Today, Heinrich remains employed by the Flinders University at the hospital as the art director of the unit. He has never been more active in his home studio however, collaborating with John Englehardt on multimedia illustrations for the stage screens of Australian hiphop act the Hilltop Hoods’ “State of the Art” world tour, in late 2009.
In 2010 Heinrich began working as a concept artist for Melbourne independent filmmaker Robert Jukic’s “Sacrifice” project, as well as returning to comicbooks once again as a contributor to and designer of a new Australian anthology comicbook called “Decay” - published by DK Productions. In 2012 he recentlycompleted another children’s book “The Ol' New Moon”, written by Port Lincoln fishing magnate Peter Tudorivic.

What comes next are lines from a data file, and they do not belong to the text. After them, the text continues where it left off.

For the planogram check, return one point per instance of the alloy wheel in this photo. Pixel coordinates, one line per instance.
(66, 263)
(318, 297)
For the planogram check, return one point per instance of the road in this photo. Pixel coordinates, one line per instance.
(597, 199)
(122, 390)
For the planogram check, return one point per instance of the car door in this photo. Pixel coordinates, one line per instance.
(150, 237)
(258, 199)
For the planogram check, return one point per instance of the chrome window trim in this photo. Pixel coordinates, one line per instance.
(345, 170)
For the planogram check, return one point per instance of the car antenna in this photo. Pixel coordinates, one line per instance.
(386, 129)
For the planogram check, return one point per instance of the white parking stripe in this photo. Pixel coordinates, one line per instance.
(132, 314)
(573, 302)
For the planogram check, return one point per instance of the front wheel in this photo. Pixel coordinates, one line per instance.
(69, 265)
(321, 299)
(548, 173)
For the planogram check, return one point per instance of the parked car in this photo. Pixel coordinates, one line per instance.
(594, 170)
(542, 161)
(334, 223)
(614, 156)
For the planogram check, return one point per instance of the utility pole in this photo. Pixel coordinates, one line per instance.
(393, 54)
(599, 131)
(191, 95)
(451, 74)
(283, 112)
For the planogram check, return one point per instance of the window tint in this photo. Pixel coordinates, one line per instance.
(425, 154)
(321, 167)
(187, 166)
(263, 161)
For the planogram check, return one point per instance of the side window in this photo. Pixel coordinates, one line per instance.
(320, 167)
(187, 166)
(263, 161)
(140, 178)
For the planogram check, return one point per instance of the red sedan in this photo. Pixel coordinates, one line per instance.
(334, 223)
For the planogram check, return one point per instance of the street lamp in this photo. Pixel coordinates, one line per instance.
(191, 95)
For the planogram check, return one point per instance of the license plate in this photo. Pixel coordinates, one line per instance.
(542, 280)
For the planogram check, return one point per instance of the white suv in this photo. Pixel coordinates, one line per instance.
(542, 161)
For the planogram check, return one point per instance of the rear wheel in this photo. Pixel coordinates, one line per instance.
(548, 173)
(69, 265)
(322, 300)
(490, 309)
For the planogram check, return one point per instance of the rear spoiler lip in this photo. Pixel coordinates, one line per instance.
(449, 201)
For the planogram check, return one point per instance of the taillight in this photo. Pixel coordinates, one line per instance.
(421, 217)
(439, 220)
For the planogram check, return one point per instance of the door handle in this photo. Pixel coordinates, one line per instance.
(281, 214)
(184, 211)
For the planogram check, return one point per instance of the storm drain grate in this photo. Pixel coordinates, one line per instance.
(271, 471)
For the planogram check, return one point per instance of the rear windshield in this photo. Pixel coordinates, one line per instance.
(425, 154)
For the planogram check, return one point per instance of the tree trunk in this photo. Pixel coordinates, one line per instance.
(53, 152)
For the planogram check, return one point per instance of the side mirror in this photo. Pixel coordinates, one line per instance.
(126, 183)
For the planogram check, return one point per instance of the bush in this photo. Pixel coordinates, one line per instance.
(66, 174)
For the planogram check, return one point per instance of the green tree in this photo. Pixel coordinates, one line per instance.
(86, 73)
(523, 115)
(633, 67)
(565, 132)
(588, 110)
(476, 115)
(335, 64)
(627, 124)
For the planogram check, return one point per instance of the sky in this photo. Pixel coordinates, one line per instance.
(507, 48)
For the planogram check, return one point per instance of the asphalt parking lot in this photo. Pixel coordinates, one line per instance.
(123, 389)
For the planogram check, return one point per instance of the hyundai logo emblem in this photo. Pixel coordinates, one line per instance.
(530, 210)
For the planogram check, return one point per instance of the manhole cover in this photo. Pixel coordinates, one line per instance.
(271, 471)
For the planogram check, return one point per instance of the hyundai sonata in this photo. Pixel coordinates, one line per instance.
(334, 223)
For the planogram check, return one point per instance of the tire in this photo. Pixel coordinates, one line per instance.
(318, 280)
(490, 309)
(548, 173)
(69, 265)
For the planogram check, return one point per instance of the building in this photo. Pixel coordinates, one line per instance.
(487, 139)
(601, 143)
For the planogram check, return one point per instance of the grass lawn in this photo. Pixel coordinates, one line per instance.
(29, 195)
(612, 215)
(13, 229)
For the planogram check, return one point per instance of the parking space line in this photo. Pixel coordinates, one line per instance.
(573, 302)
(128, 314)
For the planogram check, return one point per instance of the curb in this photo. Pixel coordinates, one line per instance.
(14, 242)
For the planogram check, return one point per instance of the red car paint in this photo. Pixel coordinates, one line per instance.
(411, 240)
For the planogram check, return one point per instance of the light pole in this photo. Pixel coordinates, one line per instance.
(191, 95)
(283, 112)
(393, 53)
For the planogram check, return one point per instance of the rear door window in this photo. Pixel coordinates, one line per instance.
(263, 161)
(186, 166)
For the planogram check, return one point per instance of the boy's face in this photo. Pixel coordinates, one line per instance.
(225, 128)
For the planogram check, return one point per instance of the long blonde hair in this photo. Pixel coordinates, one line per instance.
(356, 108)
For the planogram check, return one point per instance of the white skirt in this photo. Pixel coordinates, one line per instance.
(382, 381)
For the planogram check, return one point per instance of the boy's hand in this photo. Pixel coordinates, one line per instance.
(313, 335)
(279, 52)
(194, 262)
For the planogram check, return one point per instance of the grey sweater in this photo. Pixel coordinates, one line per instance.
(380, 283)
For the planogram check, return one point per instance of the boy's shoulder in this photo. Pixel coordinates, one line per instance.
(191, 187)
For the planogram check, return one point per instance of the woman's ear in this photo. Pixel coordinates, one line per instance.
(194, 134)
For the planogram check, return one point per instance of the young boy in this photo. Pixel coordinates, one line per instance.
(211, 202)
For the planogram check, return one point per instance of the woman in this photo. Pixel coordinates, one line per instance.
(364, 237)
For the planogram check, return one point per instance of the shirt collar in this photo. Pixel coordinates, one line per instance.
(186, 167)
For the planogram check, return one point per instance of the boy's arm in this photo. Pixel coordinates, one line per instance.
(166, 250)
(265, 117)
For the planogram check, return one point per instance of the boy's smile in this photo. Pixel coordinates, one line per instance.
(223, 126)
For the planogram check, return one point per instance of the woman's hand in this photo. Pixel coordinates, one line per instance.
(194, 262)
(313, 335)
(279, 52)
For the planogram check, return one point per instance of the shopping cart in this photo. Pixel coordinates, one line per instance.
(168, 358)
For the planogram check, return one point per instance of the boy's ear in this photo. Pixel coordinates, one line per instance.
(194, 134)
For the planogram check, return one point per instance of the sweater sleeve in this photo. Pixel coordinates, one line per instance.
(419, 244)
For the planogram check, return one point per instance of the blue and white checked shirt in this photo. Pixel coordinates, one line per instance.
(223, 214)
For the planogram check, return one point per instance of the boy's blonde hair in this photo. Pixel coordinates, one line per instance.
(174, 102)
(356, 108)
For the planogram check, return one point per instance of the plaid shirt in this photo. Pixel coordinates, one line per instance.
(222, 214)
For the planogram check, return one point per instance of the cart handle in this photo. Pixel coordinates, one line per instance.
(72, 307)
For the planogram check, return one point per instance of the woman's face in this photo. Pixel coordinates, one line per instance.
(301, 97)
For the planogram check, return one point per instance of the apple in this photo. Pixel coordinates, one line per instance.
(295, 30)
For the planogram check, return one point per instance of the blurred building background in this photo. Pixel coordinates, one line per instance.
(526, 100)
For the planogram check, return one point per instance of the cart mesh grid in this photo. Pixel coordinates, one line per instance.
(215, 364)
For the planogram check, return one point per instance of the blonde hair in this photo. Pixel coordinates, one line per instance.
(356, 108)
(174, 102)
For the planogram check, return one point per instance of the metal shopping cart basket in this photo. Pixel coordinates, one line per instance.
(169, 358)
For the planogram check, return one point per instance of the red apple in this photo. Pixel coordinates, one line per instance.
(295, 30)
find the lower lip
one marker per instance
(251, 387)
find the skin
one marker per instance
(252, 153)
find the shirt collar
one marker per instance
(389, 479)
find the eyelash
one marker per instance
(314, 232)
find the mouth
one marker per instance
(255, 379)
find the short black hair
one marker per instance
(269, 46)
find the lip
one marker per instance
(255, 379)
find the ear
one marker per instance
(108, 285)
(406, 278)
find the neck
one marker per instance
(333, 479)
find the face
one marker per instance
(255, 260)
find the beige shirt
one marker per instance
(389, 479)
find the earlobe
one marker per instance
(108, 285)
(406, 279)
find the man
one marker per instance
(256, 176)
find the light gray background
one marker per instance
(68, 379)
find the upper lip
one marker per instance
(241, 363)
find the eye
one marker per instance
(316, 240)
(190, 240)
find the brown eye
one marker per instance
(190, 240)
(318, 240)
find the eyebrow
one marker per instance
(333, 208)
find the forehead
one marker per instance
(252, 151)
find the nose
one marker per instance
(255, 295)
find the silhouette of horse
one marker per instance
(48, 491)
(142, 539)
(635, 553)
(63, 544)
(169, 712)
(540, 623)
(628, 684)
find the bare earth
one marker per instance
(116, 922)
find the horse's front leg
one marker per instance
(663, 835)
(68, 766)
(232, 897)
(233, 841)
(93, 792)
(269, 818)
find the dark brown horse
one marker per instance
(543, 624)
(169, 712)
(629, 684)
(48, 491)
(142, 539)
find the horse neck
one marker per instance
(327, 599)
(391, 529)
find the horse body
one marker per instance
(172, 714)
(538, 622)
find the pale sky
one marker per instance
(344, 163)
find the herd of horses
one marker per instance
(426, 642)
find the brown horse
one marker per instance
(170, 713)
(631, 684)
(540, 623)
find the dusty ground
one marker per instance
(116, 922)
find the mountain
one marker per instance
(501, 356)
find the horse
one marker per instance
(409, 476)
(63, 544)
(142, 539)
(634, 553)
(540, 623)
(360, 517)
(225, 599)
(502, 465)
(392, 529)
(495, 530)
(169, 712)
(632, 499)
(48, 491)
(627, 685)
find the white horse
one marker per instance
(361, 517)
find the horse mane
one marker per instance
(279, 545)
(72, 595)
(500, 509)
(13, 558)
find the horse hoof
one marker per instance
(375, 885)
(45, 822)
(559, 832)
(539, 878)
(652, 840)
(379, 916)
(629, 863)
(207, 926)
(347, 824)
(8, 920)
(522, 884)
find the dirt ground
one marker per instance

His other interests include his 1973 Valiant hardtop, which he enjoys with the Chrysler Car Club of South Australia, for whom he does all the promotional art and manages the club website. He also still loves the South Gawler Football Club, where he played a long time and virtually grew up, acting as their historian and managing their website. Dave enjoys restoring vintage arcade games such as his Williams’ Defender and playing blues harmonica.
He lives with his partner Mandy and her son Zac, and also loves the company of his dogs Ollie and Dexter.